CHACINA DE SORRISO
“Nossa dor não é bandeira”, diz irmã de vítimas ao pedir que crime não seja explorado politicamente pelo cunhado
Da Redação
Valdete Calvi pediu que o ex-cunhado, Regivaldo Batista Cardoso, não utilize politicamente o assassinato da irmã dela, Cleci Calvi Cardoso, e das três sobrinhas – Miliane, Manuela e Melissa – mortas dentro de casa em 2023, em Sorriso (a 397 km de Cuiabá). Regivaldo é pré-candidato a deputado federal.
O posicionamento foi divulgado inicialmente pelo jornalista Roberto Santos no Instagram e, posteriormente, repostado pela própria Valdete. No texto, ela classifica o crime como brutal e afirma que a tragédia deixou uma dor permanente, que não deve ser relativizada nem usada para autopromoção ou fins políticos.
Valdete destaca que a família não autoriza, em nenhuma circunstância, o uso da imagem, do nome ou da memória das vítimas em contextos políticos, eleitorais ou midiáticos. Ela afirma ainda que não se opõe à candidatura do ex-cunhado e deseja sucesso, desde que a eventual projeção política ocorra por mérito próprio, ideias, propostas e compromisso com a sociedade, e não pela associação com a tragédia familiar.
“O sofrimento não é bandeira, nem ferramenta eleitoral”, pontua, ao reforçar que a memória das meninas não será utilizada como argumento político. Segundo ela, a manifestação tem como objetivo preservar a dignidade das vítimas e garantir respeito à história da família.
Entenda o caso
Regivaldo Batista Cardoso ganhou projeção pública após o assassinato da família, ocorrido em novembro de 2023. Caminhoneiro, ele não estava em casa no momento do crime.
Cleci Calvi Cardoso, de 46 anos, e as filhas Miliane (19), Manuela (12) e Melissa Gabriela (10) foram encontradas mortas, com múltiplos ferimentos, na residência da família, na manhã de 27 de novembro.

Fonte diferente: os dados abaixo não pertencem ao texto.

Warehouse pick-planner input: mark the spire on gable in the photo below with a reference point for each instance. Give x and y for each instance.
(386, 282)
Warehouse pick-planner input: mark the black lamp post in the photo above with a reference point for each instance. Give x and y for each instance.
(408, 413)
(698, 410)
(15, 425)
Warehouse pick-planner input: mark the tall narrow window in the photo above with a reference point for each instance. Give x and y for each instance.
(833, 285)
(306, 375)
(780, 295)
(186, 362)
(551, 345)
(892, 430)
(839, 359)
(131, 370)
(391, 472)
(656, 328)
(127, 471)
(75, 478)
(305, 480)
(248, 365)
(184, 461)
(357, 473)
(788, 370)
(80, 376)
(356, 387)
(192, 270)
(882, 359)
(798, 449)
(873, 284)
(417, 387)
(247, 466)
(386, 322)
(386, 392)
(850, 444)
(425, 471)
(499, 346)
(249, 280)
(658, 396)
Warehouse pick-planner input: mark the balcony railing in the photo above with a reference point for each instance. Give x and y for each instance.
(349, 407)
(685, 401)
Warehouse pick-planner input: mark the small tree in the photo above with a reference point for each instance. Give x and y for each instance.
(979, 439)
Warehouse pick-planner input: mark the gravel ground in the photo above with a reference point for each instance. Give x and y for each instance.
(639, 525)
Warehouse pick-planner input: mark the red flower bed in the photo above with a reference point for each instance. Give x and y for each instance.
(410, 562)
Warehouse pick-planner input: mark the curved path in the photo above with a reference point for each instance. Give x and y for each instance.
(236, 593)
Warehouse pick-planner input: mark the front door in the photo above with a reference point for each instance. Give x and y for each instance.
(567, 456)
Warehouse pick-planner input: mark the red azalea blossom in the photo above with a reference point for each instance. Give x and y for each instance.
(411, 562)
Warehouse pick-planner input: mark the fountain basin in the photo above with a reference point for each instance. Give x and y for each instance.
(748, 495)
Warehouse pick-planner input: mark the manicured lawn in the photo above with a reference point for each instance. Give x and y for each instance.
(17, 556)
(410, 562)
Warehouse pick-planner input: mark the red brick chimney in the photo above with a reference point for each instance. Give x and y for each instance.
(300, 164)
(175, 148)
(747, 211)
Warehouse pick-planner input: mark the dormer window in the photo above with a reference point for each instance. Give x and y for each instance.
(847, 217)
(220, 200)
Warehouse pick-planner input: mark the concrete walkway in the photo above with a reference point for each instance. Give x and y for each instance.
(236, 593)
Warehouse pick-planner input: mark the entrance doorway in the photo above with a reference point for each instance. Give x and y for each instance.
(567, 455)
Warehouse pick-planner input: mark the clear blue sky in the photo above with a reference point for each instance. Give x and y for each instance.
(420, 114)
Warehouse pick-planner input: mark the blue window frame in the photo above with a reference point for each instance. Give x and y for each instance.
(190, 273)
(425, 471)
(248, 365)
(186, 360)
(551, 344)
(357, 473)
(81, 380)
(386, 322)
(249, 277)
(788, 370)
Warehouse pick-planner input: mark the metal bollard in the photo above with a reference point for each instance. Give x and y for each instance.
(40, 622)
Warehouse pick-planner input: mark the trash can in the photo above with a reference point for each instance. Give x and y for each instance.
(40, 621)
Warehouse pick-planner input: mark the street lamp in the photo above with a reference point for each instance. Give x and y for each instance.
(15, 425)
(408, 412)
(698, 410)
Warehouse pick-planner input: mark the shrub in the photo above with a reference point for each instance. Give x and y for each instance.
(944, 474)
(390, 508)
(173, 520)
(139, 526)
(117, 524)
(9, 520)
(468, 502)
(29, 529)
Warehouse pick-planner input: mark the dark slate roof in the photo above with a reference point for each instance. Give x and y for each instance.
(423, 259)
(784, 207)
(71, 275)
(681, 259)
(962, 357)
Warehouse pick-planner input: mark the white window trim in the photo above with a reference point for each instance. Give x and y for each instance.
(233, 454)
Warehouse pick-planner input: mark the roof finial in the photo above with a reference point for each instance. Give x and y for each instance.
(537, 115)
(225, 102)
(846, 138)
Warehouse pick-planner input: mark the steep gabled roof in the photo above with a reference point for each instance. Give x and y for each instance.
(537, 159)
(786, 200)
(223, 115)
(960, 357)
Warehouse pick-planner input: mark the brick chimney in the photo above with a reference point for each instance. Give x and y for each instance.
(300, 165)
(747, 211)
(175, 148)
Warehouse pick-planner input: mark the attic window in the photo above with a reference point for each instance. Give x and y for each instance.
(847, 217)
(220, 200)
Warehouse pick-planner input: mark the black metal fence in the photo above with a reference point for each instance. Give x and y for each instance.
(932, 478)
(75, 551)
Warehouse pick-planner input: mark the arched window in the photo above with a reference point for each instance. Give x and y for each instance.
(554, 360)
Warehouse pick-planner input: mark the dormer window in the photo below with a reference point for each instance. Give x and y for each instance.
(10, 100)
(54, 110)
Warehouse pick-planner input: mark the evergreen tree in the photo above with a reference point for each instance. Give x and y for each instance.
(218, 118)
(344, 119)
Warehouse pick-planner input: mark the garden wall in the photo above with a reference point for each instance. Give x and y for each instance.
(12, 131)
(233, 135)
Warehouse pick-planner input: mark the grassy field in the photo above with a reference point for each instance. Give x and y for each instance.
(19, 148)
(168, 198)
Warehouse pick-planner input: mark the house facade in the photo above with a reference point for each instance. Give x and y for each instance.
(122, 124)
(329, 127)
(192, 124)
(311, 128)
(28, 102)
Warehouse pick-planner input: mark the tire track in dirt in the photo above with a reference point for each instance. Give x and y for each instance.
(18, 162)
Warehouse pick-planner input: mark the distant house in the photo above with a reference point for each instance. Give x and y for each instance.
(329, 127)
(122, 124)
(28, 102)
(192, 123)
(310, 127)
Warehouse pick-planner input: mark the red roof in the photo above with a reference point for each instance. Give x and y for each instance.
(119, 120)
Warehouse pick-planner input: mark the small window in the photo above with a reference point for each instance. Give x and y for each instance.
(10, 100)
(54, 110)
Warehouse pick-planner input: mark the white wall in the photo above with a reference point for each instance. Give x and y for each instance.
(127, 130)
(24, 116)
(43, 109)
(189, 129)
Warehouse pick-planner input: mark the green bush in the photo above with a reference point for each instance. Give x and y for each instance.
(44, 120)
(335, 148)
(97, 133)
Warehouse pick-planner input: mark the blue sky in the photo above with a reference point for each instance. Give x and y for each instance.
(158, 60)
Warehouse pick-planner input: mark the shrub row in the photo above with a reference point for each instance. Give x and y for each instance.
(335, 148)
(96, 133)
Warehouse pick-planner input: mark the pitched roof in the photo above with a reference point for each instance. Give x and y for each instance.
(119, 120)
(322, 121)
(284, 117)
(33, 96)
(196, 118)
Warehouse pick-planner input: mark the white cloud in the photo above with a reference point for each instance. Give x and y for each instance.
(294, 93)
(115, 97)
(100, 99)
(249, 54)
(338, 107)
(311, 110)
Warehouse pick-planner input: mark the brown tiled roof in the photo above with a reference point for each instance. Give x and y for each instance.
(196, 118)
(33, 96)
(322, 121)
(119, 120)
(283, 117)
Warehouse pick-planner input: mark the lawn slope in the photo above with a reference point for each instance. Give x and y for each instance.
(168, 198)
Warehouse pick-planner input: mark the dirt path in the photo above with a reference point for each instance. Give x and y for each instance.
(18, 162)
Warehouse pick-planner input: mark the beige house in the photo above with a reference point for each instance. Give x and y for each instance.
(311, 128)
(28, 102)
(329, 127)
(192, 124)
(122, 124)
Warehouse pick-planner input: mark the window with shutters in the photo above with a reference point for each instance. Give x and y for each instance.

O autor do crime, Gilberto Rodrigues dos Anjos, que trabalhava e morava em uma obra próxima ao local, foi preso em flagrante no mesmo dia. Julgado posteriormente, ele foi condenado a 225 anos de prisão em regime fechado.
ÍNTEGRA DA NOTA
Diante do cenário político que se aproxima no ano de 2026, me manifesto de forma clara, responsável e inequívoca.
Minha irmã e minhas sobrinhas foram vítimas de um crime brutal que marcou de forma irreversível a história da nossa família.
Trata-se de uma dor permanente, que não pode ser relativizada, explorada ou utilizada como instrumento de promoção pessoal ou política.
É de conhecimento público que o pai das meninas, em razão da repercussão desse episódio, tornou-se uma figura conhecida e hoje se apresenta como pré-candidato a cargo eletivo. Diante disso, é imprescindível registrar que não autorizamos, em nenhuma hipótese, o uso da imagem, do nome, da memória ou da história da família para fins políticos, eleitorais ou midiáticos.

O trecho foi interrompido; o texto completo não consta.